È un locale accessibile a chiunque, sia in termini di prezzo che in termini di offerta, dove recarsi dalla colazione delle otto fino al post cena (chiude a tarda ora la sera), passando per la pausa pranzo o la cena. Del menu vi parliamo tra poco. Sappiate, intanto, che ci potete mangiare anche della buonissima carne.

E allora perché Horteria? 

Questo nome racconta il legame con la genuinità e con la località.
I veri protagonisti sono i sapori della terra, dell’orto, così come quelli nati dal genio artigiano. A patto che siano frutto di una certo pensiero. Bevande comprese.

Sugli scaffali si alternano paste sconosciute di ottima fattura come la Pasta di montagna dei Monti Sibillini, salse di pomodoro dall’area Vesuviana e dai Monti Lattari, conserve di frutta e verdura di piccoli produttori, referenze bakery (dai biscotti a prodotti sotto vetro alle sfoglie di Pergamena di Alghero), succhi da microscopiche aziende, qualche bottiglia di vino, un particolarissimo caffè da Tavagnacco (una miscela biologica vietnamita, utilizzata anche per il servizio del locale), e molto altro.

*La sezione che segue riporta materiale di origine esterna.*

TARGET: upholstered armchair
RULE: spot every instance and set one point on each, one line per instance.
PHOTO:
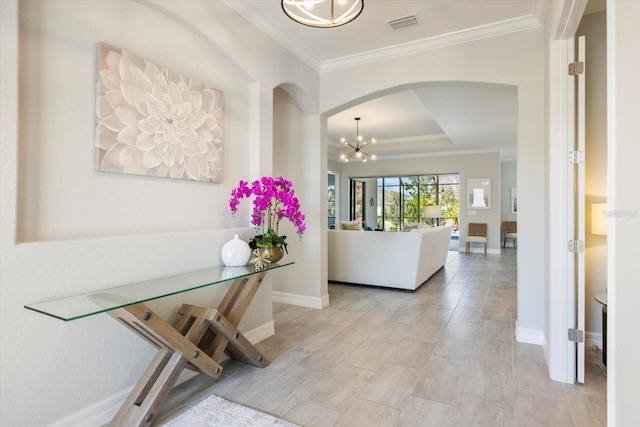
(510, 230)
(477, 234)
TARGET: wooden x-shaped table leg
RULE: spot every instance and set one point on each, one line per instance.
(198, 341)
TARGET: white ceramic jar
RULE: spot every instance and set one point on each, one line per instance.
(235, 252)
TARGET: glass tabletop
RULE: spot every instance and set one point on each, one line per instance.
(79, 306)
(601, 298)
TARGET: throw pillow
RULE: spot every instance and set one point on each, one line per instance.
(350, 225)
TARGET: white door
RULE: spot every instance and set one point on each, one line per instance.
(577, 211)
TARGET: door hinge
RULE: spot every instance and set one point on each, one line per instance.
(576, 68)
(576, 335)
(576, 246)
(576, 157)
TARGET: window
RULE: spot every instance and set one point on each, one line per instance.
(401, 199)
(357, 200)
(331, 200)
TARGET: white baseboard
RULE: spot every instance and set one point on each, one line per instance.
(529, 336)
(301, 300)
(101, 413)
(473, 250)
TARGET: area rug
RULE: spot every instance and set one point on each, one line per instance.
(216, 411)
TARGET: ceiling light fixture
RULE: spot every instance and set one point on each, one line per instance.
(322, 13)
(357, 148)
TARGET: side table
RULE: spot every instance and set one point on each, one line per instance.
(602, 299)
(197, 342)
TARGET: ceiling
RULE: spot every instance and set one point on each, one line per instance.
(450, 117)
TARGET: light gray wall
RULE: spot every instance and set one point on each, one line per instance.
(508, 180)
(476, 165)
(623, 152)
(516, 59)
(67, 229)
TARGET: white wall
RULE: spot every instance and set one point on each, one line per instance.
(623, 181)
(515, 59)
(508, 180)
(296, 151)
(475, 165)
(67, 229)
(593, 26)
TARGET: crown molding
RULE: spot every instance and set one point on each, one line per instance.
(458, 37)
(464, 36)
(288, 43)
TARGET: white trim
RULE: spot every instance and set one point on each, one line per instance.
(417, 46)
(478, 249)
(558, 289)
(261, 332)
(102, 412)
(301, 300)
(529, 336)
(593, 338)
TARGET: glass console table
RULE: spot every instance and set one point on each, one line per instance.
(198, 341)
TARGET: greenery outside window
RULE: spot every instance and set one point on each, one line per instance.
(401, 199)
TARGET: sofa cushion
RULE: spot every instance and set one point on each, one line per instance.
(350, 225)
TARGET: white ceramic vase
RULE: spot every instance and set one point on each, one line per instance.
(235, 252)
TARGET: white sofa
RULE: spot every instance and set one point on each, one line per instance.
(403, 260)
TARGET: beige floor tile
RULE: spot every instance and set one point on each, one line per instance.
(391, 332)
(461, 330)
(244, 384)
(411, 353)
(376, 317)
(500, 329)
(482, 411)
(441, 382)
(588, 410)
(437, 315)
(326, 358)
(337, 389)
(535, 411)
(493, 350)
(452, 351)
(524, 353)
(594, 382)
(472, 302)
(448, 303)
(407, 317)
(490, 380)
(497, 308)
(369, 355)
(390, 385)
(419, 412)
(444, 355)
(475, 293)
(426, 331)
(534, 379)
(355, 334)
(467, 314)
(310, 414)
(277, 395)
(362, 413)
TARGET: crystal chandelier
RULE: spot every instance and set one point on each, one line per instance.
(322, 13)
(357, 148)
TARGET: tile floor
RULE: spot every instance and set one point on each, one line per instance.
(444, 355)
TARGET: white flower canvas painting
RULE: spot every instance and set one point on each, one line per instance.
(154, 121)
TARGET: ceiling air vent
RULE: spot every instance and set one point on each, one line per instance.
(405, 21)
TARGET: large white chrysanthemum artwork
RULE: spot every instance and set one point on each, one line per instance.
(156, 122)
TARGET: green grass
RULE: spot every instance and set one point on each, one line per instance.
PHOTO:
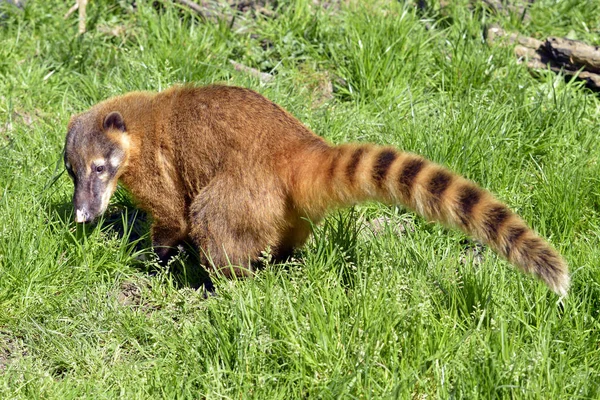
(404, 313)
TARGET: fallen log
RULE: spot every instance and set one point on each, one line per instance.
(572, 58)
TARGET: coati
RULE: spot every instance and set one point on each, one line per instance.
(236, 174)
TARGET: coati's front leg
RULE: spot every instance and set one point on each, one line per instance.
(165, 238)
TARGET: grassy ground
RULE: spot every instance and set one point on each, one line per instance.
(412, 310)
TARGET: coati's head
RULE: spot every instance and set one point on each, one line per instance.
(96, 152)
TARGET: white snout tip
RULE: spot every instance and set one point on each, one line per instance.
(79, 216)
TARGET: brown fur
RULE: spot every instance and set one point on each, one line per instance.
(236, 173)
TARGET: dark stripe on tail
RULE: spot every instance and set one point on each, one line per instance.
(512, 236)
(382, 165)
(468, 197)
(407, 177)
(439, 182)
(353, 164)
(494, 218)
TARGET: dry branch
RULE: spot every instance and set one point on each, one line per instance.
(569, 57)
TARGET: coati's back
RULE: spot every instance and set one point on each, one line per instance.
(231, 156)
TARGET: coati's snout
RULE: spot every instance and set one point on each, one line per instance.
(94, 157)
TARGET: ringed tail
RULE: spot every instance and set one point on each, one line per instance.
(353, 173)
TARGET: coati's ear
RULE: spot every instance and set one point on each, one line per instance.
(114, 120)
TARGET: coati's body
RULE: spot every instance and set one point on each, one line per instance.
(236, 174)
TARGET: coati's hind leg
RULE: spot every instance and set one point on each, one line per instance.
(231, 223)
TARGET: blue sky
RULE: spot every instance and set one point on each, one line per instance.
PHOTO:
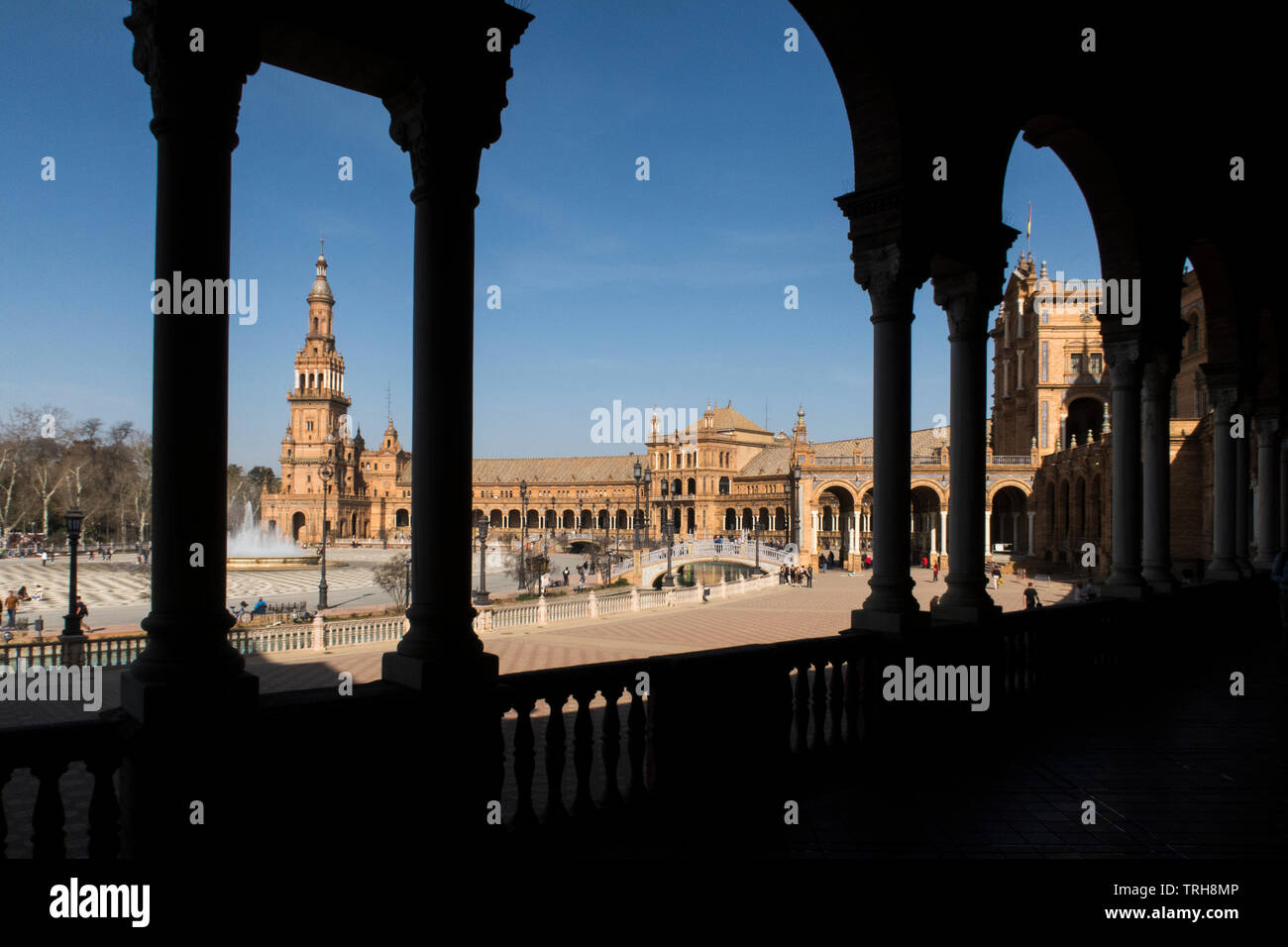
(668, 291)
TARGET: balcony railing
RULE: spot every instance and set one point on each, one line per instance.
(799, 706)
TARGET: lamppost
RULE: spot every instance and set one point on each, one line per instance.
(71, 621)
(325, 474)
(636, 521)
(666, 532)
(795, 521)
(648, 517)
(481, 595)
(523, 535)
(608, 522)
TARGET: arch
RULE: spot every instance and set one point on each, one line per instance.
(1085, 412)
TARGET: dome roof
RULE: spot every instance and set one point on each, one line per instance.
(321, 291)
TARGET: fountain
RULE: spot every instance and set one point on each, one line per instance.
(253, 549)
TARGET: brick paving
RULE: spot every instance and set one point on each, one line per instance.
(1198, 775)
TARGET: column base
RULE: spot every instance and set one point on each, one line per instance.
(1131, 590)
(459, 672)
(166, 701)
(887, 624)
(1222, 571)
(979, 613)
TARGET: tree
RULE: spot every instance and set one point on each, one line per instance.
(391, 577)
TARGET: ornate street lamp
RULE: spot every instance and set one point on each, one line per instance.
(648, 517)
(795, 521)
(325, 474)
(71, 621)
(481, 595)
(523, 535)
(639, 474)
(668, 532)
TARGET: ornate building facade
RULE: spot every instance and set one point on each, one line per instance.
(368, 489)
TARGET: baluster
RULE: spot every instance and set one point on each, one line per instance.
(5, 772)
(854, 699)
(837, 702)
(636, 740)
(555, 749)
(612, 748)
(789, 707)
(104, 834)
(524, 762)
(48, 839)
(803, 706)
(584, 751)
(819, 706)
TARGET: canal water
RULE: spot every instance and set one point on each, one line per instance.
(709, 573)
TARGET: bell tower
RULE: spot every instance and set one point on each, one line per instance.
(320, 431)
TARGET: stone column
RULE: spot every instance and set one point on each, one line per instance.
(1267, 489)
(1241, 480)
(1125, 368)
(1283, 493)
(445, 169)
(1155, 471)
(188, 688)
(1223, 392)
(890, 607)
(967, 598)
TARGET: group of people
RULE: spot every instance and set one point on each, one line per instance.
(797, 575)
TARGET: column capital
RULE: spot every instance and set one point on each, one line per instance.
(880, 272)
(1223, 382)
(194, 89)
(1124, 360)
(452, 108)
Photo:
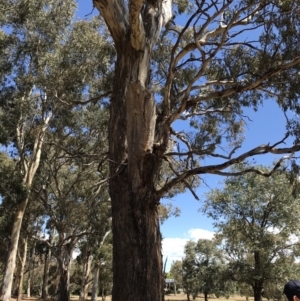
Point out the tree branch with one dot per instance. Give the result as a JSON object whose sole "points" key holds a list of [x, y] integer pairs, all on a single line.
{"points": [[116, 18], [217, 168]]}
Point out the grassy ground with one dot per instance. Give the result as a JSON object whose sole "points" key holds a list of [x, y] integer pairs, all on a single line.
{"points": [[178, 297]]}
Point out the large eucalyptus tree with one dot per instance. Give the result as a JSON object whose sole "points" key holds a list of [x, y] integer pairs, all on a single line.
{"points": [[220, 57], [45, 68]]}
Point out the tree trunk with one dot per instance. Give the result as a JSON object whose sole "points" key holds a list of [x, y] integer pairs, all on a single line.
{"points": [[22, 269], [14, 241], [259, 283], [30, 268], [95, 283], [258, 288], [137, 259], [85, 278], [44, 295], [64, 264]]}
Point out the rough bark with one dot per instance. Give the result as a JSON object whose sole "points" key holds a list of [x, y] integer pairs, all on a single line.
{"points": [[46, 274], [258, 284], [48, 255], [137, 260], [29, 169], [138, 268], [22, 269], [64, 265], [30, 269], [95, 283], [14, 241], [85, 278]]}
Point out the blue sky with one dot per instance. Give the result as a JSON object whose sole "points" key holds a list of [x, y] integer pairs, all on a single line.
{"points": [[267, 125]]}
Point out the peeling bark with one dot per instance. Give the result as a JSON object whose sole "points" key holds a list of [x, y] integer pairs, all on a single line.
{"points": [[22, 269]]}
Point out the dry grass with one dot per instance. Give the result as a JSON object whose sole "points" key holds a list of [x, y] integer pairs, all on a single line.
{"points": [[178, 297]]}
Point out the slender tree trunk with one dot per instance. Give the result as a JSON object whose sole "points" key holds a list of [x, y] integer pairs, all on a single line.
{"points": [[64, 264], [14, 241], [95, 283], [44, 295], [258, 284], [257, 290], [85, 278], [22, 269], [30, 268]]}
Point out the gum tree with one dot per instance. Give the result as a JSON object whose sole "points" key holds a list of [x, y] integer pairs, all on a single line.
{"points": [[46, 67], [253, 218], [202, 69]]}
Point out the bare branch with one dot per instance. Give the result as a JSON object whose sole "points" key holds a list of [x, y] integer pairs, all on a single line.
{"points": [[247, 86], [217, 168], [116, 17]]}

“Prima dell’apertura abbiamo dedicato tantissimo tempo alla ricerca. È un processo che non volge mai al termine: siamo sempre a caccia di prodotti nuovi, possibilmente che siano semi-conosciuti. Il requisito è che abbiano una certa qualità, siano prodotti con etica, rispetto, e che ci sia certezza sull’origine”

E poi, dicevamo, la località.

Non abbiamo voluto discostarci troppo dagli usi e costumi locali né mettere al bando alcune proposte tradizionali, come lo spritz” – confessa Giorgia. “Siamo consapevoli di dove siamo (nella piccola Mirano, e non a Milano, ndr) e quanto sia difficile attecchire com nuove abitudini al consumo. Ci abbiamo, comunque, affiancato del nostro: per l’aperitivo oltre allo spritz classico offriamo altre proposte, tra bitter, cocktail e i nostri vini. Sul bere c’è poi selezione di tisane e infusi, a sorpresa, anche questi, sono richiestissimi a qualsiasi ora” racconta Giorgia.

Anche la cucina ha lo stesso imprinting: novità, ma non ultraterrene.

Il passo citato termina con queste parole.